Figure 2. Immune analysis following VRP-CEA(6D) vaccination.

Figure 2

Patient sera or PBMCs were analyzed before and after VRP-CEA(6D) for each immunization for MTD cohort by (A) anti-VRP microneutralization assay; (B) CEA ELISA; (C) VRP-CEA ELISpot; and (D) intracellular IFN-γ. (A) Patient sera were analyzed for anti-VRP antibodies by microneutralization assay for weeks 0, 3, 6, 9, and 12. The antibody titer is presented for each week as mean ± SD. The endpoint titer was defined as the last serum dilution at which there was at least 80% reduction in the number of GFP-positive cells compared with control wells. (B) Patient sera were tested against CEA protein by ELISA for weeks 0, 3, 6, 9, and 12. The antibody titer is represented over the course of the 4 vaccinations as mean ± SEM. A single patient with an outlier titer of 1:1,600 at week 9 was not included in the data presented in the graph but was included for statistical analysis. *P = 0.02. (C) Patient PBMCs were stimulated with VRP-CEA (MOI 10) in an ELISpot assay.

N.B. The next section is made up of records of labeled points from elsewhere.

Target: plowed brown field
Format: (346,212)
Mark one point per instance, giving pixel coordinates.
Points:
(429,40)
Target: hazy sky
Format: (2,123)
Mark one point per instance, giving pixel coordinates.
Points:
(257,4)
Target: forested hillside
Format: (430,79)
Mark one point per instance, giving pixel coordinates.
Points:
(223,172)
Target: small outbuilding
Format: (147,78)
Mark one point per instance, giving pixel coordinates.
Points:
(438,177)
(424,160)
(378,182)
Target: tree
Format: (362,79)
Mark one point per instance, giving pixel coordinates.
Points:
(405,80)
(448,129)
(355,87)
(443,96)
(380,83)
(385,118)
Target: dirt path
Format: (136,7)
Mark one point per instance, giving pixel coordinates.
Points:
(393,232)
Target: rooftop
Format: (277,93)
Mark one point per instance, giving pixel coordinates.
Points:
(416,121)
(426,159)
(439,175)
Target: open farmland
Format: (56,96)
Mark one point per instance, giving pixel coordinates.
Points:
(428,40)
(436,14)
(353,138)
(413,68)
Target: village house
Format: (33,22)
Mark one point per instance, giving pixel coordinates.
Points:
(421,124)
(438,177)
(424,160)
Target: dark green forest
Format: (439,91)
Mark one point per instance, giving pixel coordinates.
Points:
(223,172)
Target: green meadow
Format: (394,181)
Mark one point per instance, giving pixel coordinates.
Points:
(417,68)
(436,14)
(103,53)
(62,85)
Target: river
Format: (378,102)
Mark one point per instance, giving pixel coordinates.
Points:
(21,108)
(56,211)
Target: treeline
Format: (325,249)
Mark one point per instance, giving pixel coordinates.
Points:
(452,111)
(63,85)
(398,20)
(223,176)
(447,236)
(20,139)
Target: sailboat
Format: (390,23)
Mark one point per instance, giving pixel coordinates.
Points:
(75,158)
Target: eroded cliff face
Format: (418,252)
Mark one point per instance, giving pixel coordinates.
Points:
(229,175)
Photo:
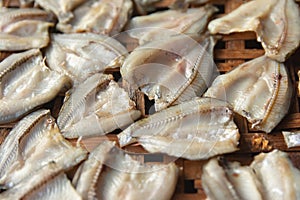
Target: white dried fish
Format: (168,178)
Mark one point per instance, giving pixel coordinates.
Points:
(299,83)
(79,56)
(86,176)
(96,107)
(196,129)
(144,6)
(185,67)
(98,16)
(292,139)
(215,183)
(49,182)
(276,23)
(123,177)
(183,4)
(161,25)
(279,178)
(26,83)
(16,3)
(22,29)
(244,181)
(34,142)
(259,90)
(62,8)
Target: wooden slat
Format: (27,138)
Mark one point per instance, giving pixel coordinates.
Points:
(291,121)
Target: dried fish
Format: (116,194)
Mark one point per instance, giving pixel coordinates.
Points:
(34,142)
(98,16)
(26,83)
(161,25)
(22,29)
(86,176)
(183,4)
(215,183)
(244,181)
(259,90)
(279,178)
(144,6)
(81,55)
(196,129)
(124,177)
(49,182)
(62,9)
(16,3)
(292,139)
(299,83)
(96,107)
(186,69)
(276,23)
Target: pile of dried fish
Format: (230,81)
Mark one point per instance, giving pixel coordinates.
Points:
(123,177)
(196,129)
(73,48)
(270,176)
(241,86)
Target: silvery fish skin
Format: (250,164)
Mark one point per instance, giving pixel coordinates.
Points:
(34,142)
(196,129)
(99,16)
(86,177)
(23,29)
(186,69)
(244,181)
(49,182)
(125,178)
(96,107)
(241,86)
(298,83)
(161,25)
(62,9)
(81,55)
(26,83)
(292,139)
(276,23)
(279,178)
(16,3)
(215,182)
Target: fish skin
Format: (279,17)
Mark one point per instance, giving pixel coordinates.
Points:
(34,142)
(26,83)
(161,25)
(279,178)
(292,139)
(241,85)
(244,181)
(98,16)
(62,9)
(186,67)
(215,183)
(178,131)
(96,107)
(49,182)
(276,23)
(112,174)
(24,29)
(86,176)
(80,55)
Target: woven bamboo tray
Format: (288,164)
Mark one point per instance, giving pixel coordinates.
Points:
(230,51)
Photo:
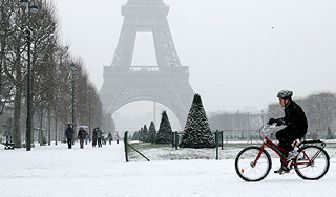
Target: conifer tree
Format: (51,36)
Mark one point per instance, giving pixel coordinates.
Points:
(197,133)
(165,132)
(151,133)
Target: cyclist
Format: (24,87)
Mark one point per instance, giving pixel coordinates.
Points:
(295,120)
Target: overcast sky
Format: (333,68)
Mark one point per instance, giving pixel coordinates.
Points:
(239,52)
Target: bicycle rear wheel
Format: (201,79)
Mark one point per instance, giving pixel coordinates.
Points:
(249,168)
(312,163)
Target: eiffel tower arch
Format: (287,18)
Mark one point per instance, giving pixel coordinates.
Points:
(166,83)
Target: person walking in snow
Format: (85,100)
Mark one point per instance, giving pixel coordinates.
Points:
(109,137)
(94,137)
(81,136)
(296,124)
(69,134)
(99,135)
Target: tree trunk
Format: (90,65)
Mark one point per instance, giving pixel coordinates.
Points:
(17,117)
(17,107)
(41,125)
(49,122)
(56,133)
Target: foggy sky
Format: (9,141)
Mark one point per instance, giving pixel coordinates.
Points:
(239,52)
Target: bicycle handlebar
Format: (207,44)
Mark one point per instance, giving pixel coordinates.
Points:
(265,129)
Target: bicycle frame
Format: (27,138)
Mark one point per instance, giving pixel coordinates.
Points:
(269,144)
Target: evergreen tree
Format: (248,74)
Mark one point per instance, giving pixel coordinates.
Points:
(197,132)
(151,133)
(165,132)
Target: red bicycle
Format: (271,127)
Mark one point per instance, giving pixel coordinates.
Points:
(254,163)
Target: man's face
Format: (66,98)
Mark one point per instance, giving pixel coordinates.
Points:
(282,102)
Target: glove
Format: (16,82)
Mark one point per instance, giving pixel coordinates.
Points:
(279,122)
(272,121)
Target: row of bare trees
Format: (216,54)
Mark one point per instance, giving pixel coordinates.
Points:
(51,74)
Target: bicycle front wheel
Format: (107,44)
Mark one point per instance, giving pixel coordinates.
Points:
(250,167)
(312,163)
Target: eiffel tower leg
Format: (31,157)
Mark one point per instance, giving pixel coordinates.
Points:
(124,51)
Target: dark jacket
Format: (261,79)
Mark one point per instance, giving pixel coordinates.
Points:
(82,134)
(295,119)
(69,132)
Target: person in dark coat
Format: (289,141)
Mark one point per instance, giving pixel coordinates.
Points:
(81,136)
(100,136)
(69,134)
(109,137)
(94,137)
(296,124)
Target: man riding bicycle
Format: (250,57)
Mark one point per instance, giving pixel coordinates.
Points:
(295,120)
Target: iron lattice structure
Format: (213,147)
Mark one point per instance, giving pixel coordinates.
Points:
(166,83)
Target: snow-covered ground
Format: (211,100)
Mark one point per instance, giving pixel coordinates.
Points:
(57,171)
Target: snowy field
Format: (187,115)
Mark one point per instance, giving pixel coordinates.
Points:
(57,171)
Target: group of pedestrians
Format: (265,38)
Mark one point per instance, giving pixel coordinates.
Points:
(98,137)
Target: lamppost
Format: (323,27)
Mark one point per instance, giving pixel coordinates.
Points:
(30,7)
(263,116)
(73,69)
(2,56)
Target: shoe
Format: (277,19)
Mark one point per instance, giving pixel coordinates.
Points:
(282,170)
(292,154)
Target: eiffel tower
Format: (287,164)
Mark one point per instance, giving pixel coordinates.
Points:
(166,83)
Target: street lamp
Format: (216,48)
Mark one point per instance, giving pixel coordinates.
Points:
(2,56)
(30,7)
(73,68)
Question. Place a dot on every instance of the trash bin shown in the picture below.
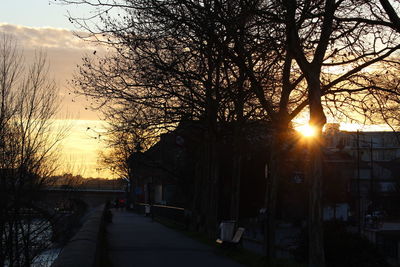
(227, 229)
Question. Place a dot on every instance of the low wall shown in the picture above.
(174, 214)
(84, 248)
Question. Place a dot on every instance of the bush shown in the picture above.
(343, 249)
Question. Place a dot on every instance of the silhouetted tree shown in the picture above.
(27, 152)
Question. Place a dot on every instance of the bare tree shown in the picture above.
(27, 152)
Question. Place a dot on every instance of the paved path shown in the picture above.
(134, 240)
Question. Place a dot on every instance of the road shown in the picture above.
(135, 240)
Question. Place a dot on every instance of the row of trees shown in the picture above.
(231, 62)
(28, 103)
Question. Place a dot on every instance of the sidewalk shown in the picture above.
(134, 240)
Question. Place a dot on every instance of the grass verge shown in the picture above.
(238, 254)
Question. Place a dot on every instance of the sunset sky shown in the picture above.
(43, 25)
(40, 25)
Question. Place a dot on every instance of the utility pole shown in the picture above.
(358, 182)
(372, 182)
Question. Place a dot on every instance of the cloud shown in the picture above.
(39, 38)
(64, 52)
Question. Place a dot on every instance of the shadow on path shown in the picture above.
(134, 240)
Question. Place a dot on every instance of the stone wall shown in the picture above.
(84, 248)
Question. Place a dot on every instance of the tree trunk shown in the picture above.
(274, 167)
(317, 120)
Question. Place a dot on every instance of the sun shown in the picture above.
(306, 130)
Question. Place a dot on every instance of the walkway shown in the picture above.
(134, 240)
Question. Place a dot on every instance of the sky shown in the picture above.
(43, 25)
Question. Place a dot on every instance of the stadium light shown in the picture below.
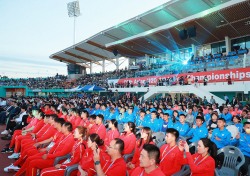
(74, 11)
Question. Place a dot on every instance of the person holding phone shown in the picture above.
(86, 165)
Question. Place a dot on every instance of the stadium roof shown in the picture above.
(157, 30)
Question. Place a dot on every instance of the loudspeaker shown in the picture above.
(183, 34)
(191, 31)
(115, 52)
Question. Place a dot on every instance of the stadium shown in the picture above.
(180, 107)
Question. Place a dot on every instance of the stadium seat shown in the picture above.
(231, 164)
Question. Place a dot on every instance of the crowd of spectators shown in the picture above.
(125, 125)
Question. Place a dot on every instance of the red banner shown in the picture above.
(238, 74)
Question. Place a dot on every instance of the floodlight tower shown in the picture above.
(74, 11)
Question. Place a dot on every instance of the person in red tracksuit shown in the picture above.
(35, 152)
(86, 165)
(47, 109)
(100, 128)
(113, 132)
(29, 137)
(92, 125)
(171, 156)
(29, 128)
(149, 160)
(203, 162)
(129, 137)
(62, 148)
(84, 122)
(64, 114)
(77, 120)
(146, 138)
(76, 154)
(50, 131)
(116, 165)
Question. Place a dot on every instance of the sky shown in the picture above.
(32, 30)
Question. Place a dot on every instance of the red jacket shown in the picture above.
(170, 158)
(200, 166)
(101, 131)
(129, 142)
(84, 123)
(76, 154)
(117, 168)
(139, 171)
(111, 134)
(38, 126)
(87, 162)
(137, 153)
(51, 131)
(63, 147)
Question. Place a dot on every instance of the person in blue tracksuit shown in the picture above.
(169, 111)
(237, 123)
(226, 115)
(141, 119)
(166, 123)
(153, 123)
(129, 117)
(242, 140)
(221, 136)
(97, 109)
(105, 112)
(112, 114)
(182, 126)
(208, 115)
(175, 116)
(198, 131)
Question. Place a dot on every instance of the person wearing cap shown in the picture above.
(237, 123)
(182, 127)
(170, 154)
(198, 131)
(242, 141)
(100, 129)
(15, 120)
(97, 109)
(149, 160)
(221, 136)
(112, 114)
(129, 116)
(104, 111)
(236, 111)
(226, 115)
(154, 123)
(141, 119)
(116, 165)
(167, 122)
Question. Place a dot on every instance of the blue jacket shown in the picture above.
(182, 128)
(197, 133)
(128, 118)
(228, 117)
(154, 125)
(224, 135)
(140, 122)
(243, 143)
(240, 127)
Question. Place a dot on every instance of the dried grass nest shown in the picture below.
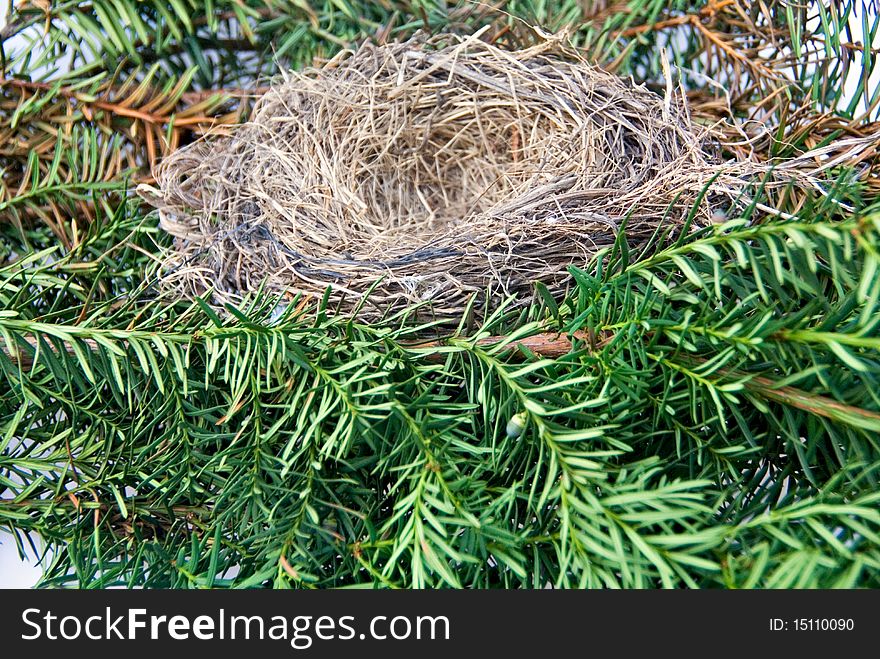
(430, 171)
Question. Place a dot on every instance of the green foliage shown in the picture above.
(715, 422)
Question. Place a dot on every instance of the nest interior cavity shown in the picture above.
(429, 171)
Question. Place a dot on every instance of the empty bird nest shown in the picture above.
(429, 171)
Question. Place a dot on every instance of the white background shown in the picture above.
(15, 573)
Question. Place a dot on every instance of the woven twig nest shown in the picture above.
(428, 172)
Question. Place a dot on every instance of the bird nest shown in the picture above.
(429, 171)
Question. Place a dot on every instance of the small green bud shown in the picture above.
(516, 425)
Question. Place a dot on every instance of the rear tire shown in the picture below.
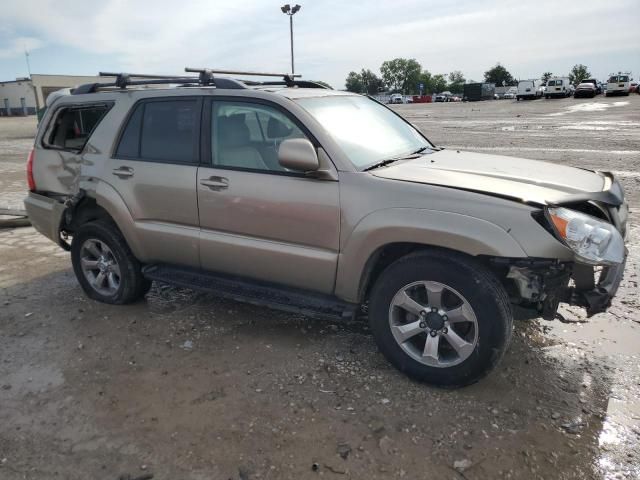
(105, 266)
(472, 321)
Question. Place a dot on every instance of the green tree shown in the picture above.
(354, 82)
(438, 83)
(371, 83)
(578, 73)
(324, 84)
(401, 74)
(498, 74)
(456, 82)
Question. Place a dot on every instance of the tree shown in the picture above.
(578, 73)
(438, 83)
(456, 82)
(324, 84)
(401, 74)
(371, 83)
(354, 82)
(499, 74)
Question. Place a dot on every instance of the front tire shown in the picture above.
(441, 318)
(105, 266)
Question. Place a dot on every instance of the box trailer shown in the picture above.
(474, 92)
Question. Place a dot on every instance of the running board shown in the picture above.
(264, 294)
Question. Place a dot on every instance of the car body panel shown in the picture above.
(497, 175)
(265, 225)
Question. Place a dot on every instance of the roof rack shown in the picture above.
(205, 78)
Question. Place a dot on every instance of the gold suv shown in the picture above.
(294, 196)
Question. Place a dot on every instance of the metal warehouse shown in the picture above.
(25, 96)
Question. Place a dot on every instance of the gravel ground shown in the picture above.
(188, 386)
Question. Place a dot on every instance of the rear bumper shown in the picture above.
(45, 214)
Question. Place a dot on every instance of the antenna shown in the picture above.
(26, 56)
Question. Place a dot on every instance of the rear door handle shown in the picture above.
(123, 172)
(215, 183)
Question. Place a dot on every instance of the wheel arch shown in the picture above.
(372, 247)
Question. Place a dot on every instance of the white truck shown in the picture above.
(529, 89)
(618, 84)
(558, 87)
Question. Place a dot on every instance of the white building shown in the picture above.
(25, 96)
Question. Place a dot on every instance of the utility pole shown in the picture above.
(26, 56)
(291, 11)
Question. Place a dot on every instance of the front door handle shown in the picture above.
(215, 183)
(123, 172)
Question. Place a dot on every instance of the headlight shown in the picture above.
(594, 242)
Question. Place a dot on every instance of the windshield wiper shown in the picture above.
(420, 150)
(383, 163)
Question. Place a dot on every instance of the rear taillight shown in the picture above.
(30, 179)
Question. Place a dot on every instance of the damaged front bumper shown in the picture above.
(594, 297)
(540, 285)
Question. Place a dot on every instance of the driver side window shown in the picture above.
(246, 136)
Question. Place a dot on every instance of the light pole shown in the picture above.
(291, 11)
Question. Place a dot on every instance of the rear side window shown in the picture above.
(165, 131)
(73, 126)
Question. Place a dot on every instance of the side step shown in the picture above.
(250, 291)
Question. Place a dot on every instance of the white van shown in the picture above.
(618, 84)
(529, 89)
(558, 87)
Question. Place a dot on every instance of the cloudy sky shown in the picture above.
(332, 37)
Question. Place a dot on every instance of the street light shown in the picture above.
(291, 11)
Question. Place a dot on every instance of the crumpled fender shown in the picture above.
(453, 231)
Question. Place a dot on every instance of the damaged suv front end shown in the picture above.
(593, 226)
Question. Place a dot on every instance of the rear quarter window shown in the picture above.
(162, 130)
(72, 126)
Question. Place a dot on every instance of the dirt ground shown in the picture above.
(187, 386)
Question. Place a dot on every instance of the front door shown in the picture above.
(258, 219)
(154, 170)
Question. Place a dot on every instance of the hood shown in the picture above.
(530, 181)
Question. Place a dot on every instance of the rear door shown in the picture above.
(257, 219)
(154, 170)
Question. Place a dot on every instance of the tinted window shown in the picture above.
(169, 131)
(73, 126)
(248, 136)
(130, 141)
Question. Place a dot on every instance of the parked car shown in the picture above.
(443, 97)
(511, 93)
(293, 196)
(585, 90)
(558, 87)
(529, 89)
(595, 82)
(618, 84)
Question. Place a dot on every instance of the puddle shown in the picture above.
(543, 149)
(588, 107)
(579, 126)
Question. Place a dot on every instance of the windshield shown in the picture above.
(366, 131)
(616, 78)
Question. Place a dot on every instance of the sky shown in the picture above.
(332, 38)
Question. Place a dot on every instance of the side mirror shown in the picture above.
(298, 154)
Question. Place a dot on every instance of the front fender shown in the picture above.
(453, 231)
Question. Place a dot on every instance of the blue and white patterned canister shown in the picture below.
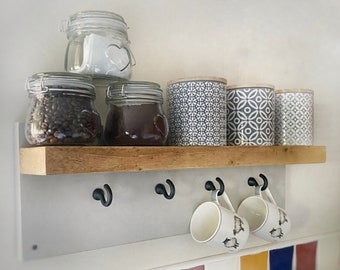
(197, 111)
(250, 115)
(294, 117)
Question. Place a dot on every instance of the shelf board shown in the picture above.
(52, 160)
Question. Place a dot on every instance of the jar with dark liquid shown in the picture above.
(135, 115)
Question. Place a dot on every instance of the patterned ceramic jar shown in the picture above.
(250, 114)
(197, 111)
(294, 117)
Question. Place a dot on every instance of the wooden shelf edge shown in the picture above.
(51, 160)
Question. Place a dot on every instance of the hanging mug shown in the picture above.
(218, 226)
(266, 220)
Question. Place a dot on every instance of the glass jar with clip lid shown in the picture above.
(61, 110)
(98, 44)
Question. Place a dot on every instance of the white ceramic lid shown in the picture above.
(237, 86)
(294, 90)
(199, 78)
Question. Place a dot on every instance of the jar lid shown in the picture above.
(44, 82)
(134, 91)
(294, 90)
(250, 86)
(199, 78)
(94, 20)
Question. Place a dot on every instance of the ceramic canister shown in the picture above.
(197, 111)
(294, 117)
(250, 115)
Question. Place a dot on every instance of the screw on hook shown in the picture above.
(252, 181)
(161, 190)
(209, 185)
(99, 195)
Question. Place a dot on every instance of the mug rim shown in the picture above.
(265, 202)
(216, 206)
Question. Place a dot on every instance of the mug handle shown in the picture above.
(214, 198)
(268, 194)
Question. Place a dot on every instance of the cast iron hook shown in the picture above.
(99, 195)
(252, 181)
(161, 190)
(209, 185)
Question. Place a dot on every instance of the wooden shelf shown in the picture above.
(51, 160)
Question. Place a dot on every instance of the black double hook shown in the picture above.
(209, 185)
(99, 195)
(252, 182)
(161, 190)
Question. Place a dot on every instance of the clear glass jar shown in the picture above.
(61, 110)
(135, 115)
(98, 44)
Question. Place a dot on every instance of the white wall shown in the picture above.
(286, 43)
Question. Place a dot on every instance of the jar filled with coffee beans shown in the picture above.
(135, 115)
(61, 110)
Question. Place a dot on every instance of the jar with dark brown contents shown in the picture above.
(135, 115)
(61, 110)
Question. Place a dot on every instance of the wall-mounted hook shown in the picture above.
(209, 185)
(161, 190)
(252, 181)
(99, 195)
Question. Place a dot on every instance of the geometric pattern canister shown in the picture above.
(250, 115)
(197, 111)
(294, 117)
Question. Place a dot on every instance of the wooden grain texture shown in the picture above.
(48, 160)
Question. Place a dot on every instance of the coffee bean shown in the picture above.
(59, 119)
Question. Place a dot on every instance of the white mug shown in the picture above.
(218, 226)
(266, 220)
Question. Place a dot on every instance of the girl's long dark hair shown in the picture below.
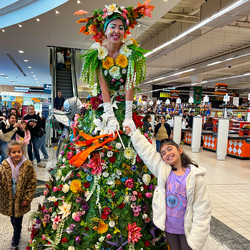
(185, 159)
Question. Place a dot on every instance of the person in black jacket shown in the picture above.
(33, 123)
(162, 131)
(8, 131)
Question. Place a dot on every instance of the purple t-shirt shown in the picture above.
(176, 199)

The number of IFN-γ–producing cells per 106 PBMCs is presented as mean ± SEM. *P = 0.01; **P = 0.005. (D) Patient PBMCs were stimulated with VRP-CEA (MOI 1) and incubated for 12 hours in an intracellular cytokine assay. The percentage of cells that were CD4+CD69+IFN-γ+ is presented as mean ± SEM. Time of vaccinations is represented by arrows on the x axis of graph (D). Regression analysis with repeated measures was used to analyze assay results over time. Time points where the mean significantly differed from baseline are indicated on the graph (P values are adjusted for multiple comparisons). *P = 0.01.